BACKGROUND: Continuous veno-venous hemofiltration (CVVH) can be used to reduce fluid overload and tissue edema, but excessive fluid removal may impair tissue perfusion. Skin blood flow (SBF) alters rapidly in shock, so its measurement may be useful to help monitor tissue perfusion. METHODS: In a prospective, observational study in a 35-bed department of intensive care, all patients with shock who required fluid removal with CVVH were considered for inclusion. SBF was measured on the index finger using skin laser Doppler (Periflux 5000, Perimed, Järfälla, Sweden) for 3 min at baseline (before starting fluid removal, T0), and 1, 3 and 6 h after starting fluid removal. The same fluid removal rate was maintained throughout the study period. Patients were grouped according to absence (Group A) or presence (Group B) of altered tissue perfusion, defined as a 10% increase in blood lactate from T0 to T6 with the T6 lactate ≥ 1.5 mmol/l. Receiver operating characteristic curves were constructed and areas under the curve (AUROC) calculated to identify variables predictive of altered tissue perfusion.
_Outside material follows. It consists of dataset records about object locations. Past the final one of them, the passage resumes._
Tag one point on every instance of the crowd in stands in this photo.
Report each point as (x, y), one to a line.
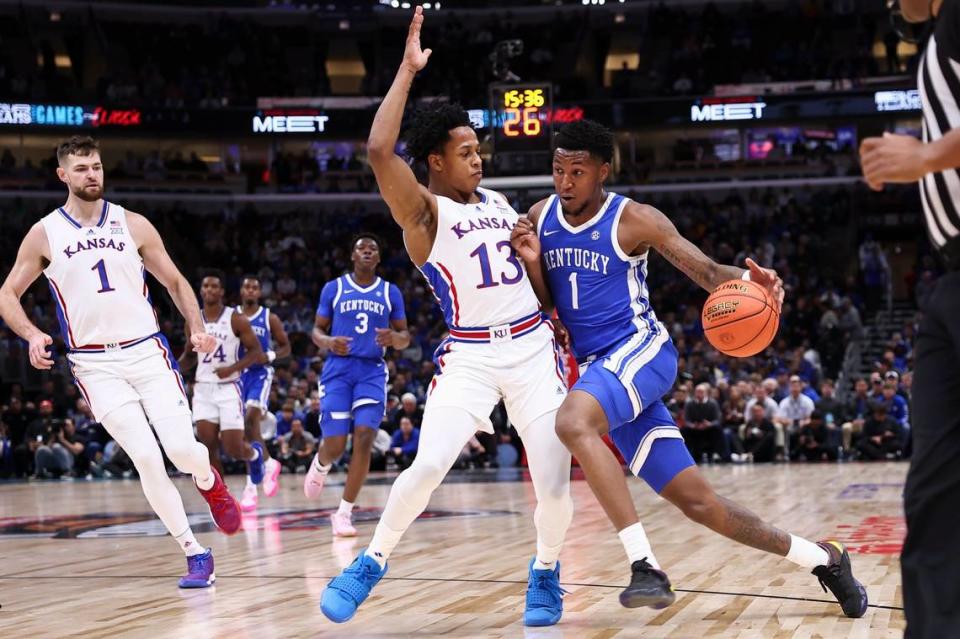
(217, 59)
(48, 430)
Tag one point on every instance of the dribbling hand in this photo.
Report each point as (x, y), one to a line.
(37, 348)
(203, 343)
(767, 278)
(524, 240)
(413, 56)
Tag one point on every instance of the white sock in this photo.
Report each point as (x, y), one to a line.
(205, 483)
(637, 545)
(806, 553)
(189, 544)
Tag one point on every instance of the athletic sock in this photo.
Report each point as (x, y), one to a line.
(637, 545)
(806, 553)
(189, 544)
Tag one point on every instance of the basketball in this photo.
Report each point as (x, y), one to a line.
(739, 318)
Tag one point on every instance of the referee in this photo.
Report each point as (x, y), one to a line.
(930, 561)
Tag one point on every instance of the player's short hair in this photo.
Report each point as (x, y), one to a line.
(366, 235)
(429, 128)
(217, 273)
(82, 145)
(586, 135)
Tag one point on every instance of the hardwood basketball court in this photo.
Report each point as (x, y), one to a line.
(89, 559)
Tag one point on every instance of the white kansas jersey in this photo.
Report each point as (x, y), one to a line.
(476, 277)
(227, 352)
(98, 281)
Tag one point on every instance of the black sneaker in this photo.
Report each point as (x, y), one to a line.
(838, 577)
(648, 587)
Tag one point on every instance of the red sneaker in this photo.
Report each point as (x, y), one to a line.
(223, 507)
Data are reported as medians [25th-75th percentiles]. RESULTS: We studied 42 patients (31 septic shock, 11 cardiogenic shock); median SOFA score at inclusion was 9 [8-12]. At T0, there were no significant differences in hemodynamic variables, norepinephrine dose, lactate concentration, ScvO2 or ultrafiltration rate between groups A and B. Cardiac index and MAP did not change over time, but SBF decreased in both groups (p < 0.05) throughout the study period. The baseline SBF was lower (58[35-118] vs 119[57-178] perfusion units [PU], p = 0.03) and the decrease in SBF from T0 to T1 (ΔSBF%) higher (53[39-63] vs 21[12-24]%, p = 0.01) in group B than in group A. Baseline SBF and ΔSBF% predicted altered tissue perfusion with AUROCs of 0.83 and 0.96, respectively, with cut-offs for SBF of ≤ 57 PU (sensitivity 78%, specificity 87%) and ∆SBF% of ≥ 45% (sensitivity 92%, specificity 99%). CONCLUSION: Baseline SBF and its early reduction after initiation of fluid removal using CVVH can predict worsened tissue perfusion, reflected by an increase in blood lactate levels.